En conséquence, le cessionnaire, qui remplace le cédant dans l’indivision, acquiert non seulement les droits patrimoniaux afférents, mais également la qualité d’indivisaire, ce qui lui confère notamment le droit de prendre part au partage des biens indivis (Cass. 1ère civ., 17 mai 1977, n°75-11.673).
Cependant, cette opération implique certaines précautions. Le cédant est tenu de garantir sa qualité d’héritier, faute de quoi le cessionnaire pourrait se retrouver privé des droits qu’il a acquis.
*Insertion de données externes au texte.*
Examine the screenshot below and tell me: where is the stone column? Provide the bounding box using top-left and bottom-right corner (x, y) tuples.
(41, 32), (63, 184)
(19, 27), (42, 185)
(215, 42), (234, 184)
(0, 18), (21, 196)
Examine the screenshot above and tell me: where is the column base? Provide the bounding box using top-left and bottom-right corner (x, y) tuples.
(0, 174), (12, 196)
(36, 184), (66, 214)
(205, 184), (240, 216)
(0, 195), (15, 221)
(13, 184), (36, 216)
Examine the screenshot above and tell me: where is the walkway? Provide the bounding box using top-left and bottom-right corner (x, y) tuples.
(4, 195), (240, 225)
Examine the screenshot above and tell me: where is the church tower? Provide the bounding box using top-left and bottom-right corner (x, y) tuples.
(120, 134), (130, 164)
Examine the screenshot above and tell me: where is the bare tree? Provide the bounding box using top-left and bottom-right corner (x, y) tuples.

En outre, une vérification préalable de la consistance des droits cédés est essentielle, car les actifs réels obtenus lors du partage peuvent être inférieurs aux attentes théoriques, notamment en cas de passif important ou de droits grevés d’hypothèques.
Enfin, la cession dans une universalité reste soumise au devoir de conseil du notaire, qui doit éclairer le cessionnaire sur les risques potentiels, tels que la possibilité d’un partage défavorable ou d’une opposition exercée par un créancier du cédant.
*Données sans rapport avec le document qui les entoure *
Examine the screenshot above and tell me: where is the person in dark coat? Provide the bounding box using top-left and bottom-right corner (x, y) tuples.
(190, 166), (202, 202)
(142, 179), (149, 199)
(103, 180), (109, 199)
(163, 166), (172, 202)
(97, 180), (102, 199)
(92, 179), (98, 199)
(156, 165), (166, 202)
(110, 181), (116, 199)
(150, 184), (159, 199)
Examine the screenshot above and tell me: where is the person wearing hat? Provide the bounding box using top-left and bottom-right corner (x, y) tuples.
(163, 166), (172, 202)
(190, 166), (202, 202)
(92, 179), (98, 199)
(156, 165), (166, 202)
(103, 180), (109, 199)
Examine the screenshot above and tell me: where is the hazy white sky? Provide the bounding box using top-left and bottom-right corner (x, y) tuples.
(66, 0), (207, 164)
ii. La cession de droits indivis dans un bien déterminé
==>Formalités
Lorsque la cession porte sur des droits indivis relatifs à un bien déterminé, l’article 815-14 du Code civil impose une notification préalable aux autres indivisaires par voie d’acte extrajudiciaire.
Cette formalité, qui doit mentionner le prix et les conditions de la cession projetée, est cruciale pour permettre aux coindivisaires d’exercer leur droit de préemption. Ce mécanisme vise à préserver l’intégrité de l’indivision en évitant l’intrusion d’un tiers non désiré.
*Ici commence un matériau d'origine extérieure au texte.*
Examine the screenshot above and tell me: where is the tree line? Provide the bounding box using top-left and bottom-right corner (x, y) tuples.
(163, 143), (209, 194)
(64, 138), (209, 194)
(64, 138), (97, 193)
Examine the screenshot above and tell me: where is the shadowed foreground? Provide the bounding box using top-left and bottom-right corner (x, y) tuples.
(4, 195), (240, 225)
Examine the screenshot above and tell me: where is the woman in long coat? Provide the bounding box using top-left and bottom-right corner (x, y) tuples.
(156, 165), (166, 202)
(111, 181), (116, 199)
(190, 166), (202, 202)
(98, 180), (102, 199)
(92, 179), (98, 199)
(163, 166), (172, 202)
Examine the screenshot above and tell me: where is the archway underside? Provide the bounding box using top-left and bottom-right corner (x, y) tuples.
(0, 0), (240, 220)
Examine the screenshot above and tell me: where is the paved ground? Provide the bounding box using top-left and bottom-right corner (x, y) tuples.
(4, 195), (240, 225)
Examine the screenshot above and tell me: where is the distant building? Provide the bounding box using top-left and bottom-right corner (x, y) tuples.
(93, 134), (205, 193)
==>Application du droit commun de la vente
En cas de cession droits indivis portant sur un bien déterminé, l’opération est régie par le droit commun de la vente. Le cessionnaire bénéficie donc des garanties légales attachées à ce contrat, notamment celles relatives à l’éviction et aux vices cachés.
Toutefois, cette soumission aux règles de la vente ne permet pas au cessionnaire de contourner les spécificités du régime de l’indivision.
==>Des prérogatives diminuées
Contrairement à un coindivisaire, le cessionnaire n’endosse pas automatiquement la qualité d’indivisaire dans toute son étendue. Il est privé de certains droits fondamentaux qui découlent de cette qualité, ce qui limite considérablement ses prérogatives dans le cadre de l’indivision :
- Absence de droit au partage du bien indivis
- Le cessionnaire ne peut pas provoquer le partage du bien dans lequel il détient des droits indivis.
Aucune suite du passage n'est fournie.